Maximising total recovery over the long-term requires an integrated data strategy that collates information together from across multiple disciplines, often in remote and challenging environments.
Companies who fail to master production optimisation, risk not only shortfalls in efficiency, but also run the gauntlet of operational production data becoming unviable and inaccessible in the long run.
For those organisations with entrenched company cultures and unwieldy, world-spanning management structures, aligning data and information from across the engineering and geosciences divisions can be a mammoth task, requiring not only precise coordination but a lot of will from the upper echelons of management.

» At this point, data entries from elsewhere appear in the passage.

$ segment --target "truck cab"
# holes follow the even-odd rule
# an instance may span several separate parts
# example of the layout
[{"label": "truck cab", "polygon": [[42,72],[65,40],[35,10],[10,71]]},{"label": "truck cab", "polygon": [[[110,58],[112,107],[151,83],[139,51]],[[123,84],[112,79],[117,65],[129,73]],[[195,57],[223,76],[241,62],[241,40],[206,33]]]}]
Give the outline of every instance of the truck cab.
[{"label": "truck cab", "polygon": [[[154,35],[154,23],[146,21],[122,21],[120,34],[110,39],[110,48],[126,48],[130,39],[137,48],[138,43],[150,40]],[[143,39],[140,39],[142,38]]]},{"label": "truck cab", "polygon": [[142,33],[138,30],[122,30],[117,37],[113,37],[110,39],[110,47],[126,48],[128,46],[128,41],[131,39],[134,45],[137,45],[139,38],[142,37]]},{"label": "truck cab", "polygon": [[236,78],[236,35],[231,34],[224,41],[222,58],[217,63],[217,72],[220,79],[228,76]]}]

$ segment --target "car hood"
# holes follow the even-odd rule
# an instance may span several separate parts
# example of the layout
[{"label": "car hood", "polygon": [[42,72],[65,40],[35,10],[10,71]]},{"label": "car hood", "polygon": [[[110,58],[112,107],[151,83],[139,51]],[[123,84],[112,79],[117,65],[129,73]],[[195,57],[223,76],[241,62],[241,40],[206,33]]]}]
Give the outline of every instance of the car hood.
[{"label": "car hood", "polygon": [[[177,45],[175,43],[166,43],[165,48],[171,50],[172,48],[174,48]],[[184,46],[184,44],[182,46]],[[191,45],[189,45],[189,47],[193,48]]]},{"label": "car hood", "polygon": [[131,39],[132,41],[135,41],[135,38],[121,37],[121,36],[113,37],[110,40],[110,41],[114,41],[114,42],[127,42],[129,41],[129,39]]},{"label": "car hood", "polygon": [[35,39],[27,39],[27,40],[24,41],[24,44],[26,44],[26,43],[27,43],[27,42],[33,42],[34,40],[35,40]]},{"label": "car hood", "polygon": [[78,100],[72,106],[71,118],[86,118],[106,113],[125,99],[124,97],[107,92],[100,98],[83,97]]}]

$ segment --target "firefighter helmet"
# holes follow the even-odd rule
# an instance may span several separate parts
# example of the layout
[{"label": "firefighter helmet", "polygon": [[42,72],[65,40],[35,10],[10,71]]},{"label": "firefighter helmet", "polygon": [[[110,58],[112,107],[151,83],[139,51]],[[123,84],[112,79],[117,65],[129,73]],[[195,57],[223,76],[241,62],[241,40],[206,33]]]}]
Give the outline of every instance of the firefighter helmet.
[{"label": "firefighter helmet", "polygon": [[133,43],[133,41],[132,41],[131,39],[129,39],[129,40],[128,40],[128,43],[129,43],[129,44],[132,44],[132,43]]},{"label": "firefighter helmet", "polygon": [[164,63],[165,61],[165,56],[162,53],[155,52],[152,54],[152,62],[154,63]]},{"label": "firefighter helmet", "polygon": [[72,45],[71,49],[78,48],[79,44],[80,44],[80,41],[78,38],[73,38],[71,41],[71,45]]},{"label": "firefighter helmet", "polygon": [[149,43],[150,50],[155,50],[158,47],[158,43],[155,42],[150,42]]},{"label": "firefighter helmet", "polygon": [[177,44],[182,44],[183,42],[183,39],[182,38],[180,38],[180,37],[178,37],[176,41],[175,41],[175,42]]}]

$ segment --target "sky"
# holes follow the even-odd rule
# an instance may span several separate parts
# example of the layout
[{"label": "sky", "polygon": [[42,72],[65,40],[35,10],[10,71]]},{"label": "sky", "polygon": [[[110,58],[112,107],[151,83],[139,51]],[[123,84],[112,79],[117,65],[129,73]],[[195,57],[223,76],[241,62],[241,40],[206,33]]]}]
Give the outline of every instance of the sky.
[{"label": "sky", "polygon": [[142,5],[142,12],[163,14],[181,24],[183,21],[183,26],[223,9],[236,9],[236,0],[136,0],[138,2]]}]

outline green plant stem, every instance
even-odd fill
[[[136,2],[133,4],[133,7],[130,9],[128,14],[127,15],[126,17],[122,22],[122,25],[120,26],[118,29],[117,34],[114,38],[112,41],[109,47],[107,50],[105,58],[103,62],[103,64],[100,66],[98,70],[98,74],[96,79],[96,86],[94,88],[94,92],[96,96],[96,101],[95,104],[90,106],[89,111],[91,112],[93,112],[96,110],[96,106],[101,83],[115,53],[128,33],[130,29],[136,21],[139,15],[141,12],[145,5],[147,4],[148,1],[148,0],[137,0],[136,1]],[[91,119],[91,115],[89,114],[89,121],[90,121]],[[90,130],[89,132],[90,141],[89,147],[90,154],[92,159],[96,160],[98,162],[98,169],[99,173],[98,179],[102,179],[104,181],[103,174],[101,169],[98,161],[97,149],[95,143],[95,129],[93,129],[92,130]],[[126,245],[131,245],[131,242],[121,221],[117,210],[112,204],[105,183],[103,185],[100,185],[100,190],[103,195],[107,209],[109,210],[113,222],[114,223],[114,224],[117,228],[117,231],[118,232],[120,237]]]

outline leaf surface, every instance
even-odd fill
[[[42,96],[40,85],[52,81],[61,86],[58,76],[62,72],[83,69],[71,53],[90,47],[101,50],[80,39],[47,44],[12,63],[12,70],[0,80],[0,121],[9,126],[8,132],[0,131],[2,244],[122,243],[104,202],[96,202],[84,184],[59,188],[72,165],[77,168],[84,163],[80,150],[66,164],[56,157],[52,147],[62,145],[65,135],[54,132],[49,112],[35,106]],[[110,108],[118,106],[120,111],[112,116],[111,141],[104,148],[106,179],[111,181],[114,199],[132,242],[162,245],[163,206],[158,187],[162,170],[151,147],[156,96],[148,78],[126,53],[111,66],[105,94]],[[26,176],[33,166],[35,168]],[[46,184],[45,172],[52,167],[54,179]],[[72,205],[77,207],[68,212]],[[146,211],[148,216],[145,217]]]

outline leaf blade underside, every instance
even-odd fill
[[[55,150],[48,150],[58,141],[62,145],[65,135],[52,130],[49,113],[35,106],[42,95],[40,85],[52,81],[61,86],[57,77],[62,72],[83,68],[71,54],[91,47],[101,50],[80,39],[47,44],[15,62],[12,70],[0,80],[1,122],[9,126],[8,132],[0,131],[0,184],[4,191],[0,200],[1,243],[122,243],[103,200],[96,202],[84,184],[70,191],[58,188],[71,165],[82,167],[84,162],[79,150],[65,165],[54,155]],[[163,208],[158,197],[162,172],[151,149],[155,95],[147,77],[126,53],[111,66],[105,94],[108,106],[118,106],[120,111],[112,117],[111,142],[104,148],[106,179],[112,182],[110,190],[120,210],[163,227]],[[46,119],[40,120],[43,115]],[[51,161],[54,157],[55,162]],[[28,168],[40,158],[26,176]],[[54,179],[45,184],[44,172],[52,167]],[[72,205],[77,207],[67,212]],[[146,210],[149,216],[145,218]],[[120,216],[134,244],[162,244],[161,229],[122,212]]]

In our work with operators NOCs and IOCs from the North Atlantic to the South China Sea, the following four traits have proved vital for any company that has introduced a successful real-time production optimisation system at the heart of their business.
Champions for change
With the over-arching corporate overhaul needed to integrate real-time production optimisation across a company, organisation-wide change must be lead from the top, with full buy-in from the commanding heights of the management.
This kind of commitment is vital for a process that may take years from conception to completion - a job that may well outlive the corporate lifespan of some of the people that initiate it.

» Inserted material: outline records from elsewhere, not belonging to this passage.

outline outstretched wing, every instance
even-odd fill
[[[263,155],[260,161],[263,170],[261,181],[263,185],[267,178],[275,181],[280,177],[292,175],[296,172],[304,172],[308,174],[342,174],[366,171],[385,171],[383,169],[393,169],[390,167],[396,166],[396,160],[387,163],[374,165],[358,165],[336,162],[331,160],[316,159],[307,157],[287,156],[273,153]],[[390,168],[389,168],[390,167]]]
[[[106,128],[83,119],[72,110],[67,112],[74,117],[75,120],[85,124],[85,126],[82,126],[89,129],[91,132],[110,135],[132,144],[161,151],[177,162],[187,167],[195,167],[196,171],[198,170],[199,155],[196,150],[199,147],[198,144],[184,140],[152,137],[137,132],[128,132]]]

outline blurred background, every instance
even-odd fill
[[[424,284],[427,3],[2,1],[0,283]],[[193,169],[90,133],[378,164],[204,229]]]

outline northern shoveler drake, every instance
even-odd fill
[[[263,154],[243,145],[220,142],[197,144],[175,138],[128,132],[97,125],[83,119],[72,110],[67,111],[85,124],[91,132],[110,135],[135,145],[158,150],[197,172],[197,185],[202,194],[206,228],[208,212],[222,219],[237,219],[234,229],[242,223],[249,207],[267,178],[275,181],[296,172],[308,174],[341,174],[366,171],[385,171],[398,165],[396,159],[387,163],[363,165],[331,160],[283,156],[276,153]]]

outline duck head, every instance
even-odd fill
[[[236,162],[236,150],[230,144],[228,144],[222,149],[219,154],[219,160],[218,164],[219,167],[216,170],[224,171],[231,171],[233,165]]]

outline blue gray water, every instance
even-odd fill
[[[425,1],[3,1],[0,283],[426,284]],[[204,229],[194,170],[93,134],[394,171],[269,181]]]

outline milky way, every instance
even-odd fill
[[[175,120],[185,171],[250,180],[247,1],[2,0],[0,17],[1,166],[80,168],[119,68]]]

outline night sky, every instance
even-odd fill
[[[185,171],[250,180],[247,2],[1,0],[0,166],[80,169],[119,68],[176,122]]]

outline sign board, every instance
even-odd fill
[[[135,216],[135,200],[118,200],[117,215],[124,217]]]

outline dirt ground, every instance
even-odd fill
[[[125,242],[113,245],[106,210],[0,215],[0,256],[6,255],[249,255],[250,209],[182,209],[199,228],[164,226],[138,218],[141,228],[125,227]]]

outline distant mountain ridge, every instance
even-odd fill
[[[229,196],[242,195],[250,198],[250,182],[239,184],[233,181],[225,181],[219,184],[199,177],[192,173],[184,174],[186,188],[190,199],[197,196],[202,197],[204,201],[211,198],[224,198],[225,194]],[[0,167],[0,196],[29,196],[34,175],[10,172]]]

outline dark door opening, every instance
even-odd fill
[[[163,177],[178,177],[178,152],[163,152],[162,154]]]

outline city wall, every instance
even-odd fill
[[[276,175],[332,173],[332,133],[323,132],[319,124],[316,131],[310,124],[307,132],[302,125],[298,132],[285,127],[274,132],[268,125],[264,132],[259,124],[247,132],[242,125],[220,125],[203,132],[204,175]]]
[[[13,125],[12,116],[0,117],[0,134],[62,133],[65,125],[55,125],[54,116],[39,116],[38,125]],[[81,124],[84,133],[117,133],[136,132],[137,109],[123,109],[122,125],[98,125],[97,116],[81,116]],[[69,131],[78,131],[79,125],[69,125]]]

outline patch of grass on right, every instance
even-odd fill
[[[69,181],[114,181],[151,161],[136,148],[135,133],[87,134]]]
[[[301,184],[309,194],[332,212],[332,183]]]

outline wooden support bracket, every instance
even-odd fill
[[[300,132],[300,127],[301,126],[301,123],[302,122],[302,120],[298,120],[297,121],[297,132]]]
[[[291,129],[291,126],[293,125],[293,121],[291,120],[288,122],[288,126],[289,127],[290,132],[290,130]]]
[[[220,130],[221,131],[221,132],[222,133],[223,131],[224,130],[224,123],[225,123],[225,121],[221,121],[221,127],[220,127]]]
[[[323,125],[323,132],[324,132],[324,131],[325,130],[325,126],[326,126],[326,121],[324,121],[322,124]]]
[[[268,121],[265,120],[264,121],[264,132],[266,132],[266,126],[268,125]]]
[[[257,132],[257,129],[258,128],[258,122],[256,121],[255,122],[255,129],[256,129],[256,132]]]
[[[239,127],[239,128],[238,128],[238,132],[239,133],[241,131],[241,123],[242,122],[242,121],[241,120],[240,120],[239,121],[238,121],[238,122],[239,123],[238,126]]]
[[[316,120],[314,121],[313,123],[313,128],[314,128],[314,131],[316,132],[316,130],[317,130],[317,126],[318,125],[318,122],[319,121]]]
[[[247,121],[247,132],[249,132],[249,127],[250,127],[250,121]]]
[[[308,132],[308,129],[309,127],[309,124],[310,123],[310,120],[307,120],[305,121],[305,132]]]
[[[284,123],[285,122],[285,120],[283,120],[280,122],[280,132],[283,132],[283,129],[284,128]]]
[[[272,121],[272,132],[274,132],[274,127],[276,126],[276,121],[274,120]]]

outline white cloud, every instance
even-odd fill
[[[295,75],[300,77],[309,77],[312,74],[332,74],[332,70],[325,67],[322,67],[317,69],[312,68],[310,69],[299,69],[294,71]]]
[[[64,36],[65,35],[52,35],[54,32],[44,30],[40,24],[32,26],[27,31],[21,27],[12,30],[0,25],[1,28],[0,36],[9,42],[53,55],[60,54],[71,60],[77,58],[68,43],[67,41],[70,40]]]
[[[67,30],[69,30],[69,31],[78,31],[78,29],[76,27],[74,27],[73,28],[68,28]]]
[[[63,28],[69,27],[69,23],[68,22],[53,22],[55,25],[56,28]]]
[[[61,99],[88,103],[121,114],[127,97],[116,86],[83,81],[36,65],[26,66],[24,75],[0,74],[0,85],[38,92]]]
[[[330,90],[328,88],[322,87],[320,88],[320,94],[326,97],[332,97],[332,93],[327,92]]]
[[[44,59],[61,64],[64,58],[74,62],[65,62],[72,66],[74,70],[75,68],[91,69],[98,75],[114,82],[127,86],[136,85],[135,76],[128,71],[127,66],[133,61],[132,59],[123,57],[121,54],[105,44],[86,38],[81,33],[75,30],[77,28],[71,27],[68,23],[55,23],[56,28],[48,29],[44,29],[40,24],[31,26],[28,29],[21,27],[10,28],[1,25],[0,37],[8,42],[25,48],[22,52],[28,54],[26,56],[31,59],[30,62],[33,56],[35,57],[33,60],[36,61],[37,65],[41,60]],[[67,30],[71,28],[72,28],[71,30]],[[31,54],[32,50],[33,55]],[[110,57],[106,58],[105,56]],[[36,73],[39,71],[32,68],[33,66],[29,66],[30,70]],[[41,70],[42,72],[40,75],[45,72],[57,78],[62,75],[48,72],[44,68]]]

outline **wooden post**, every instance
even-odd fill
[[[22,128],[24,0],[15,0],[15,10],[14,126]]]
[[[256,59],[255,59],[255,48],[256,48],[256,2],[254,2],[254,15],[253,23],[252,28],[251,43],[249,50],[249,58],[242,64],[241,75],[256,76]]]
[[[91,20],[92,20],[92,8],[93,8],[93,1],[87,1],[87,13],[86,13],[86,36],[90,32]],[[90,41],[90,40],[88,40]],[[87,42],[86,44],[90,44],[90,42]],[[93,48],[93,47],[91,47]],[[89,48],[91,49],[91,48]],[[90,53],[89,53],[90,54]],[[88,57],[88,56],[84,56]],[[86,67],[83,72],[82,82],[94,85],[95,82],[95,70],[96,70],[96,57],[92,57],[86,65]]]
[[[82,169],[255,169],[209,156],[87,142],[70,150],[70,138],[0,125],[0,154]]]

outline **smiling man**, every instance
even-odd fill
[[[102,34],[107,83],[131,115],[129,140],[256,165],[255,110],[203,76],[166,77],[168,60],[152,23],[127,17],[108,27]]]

Leading from the top on major projects is vital to guarantee the safe passage and "sponsorship" of any plans. Equally important is getting a significant buy-in from those employees whose departments will be restructured or possibly triaged.
Rejuvenating the inner workings of an organisation can often be a painful process but the maxim to work to is definitely "if there is no struggle there is no progress."
The smooth and successful metamorphosis of an energy company cannot happen in the 21st century marketplace without a well-thought out change management strategy.
Change management can be thought of as "the structured approach to transitioning individuals, teams, and organisations from a current state to a desired future state."
Change management will often include elements of "benefit communication", managing resistance to change in order to help to grease the skids of employee engagement, training upgrade schemes to re-skill the workforce, and monitoring the speed that changes are adopted and fine-tuning accordingly.
With the amount of data coming into the digital oilfield, continuity of operating standards is key to ensure optimal performance is achieved.
Nowhere is this more important than in the field of data management, where alignment of data standards can save time and effort when translating information between intercompany disciplines, and also can avoid confusion when dealing with third party contractors.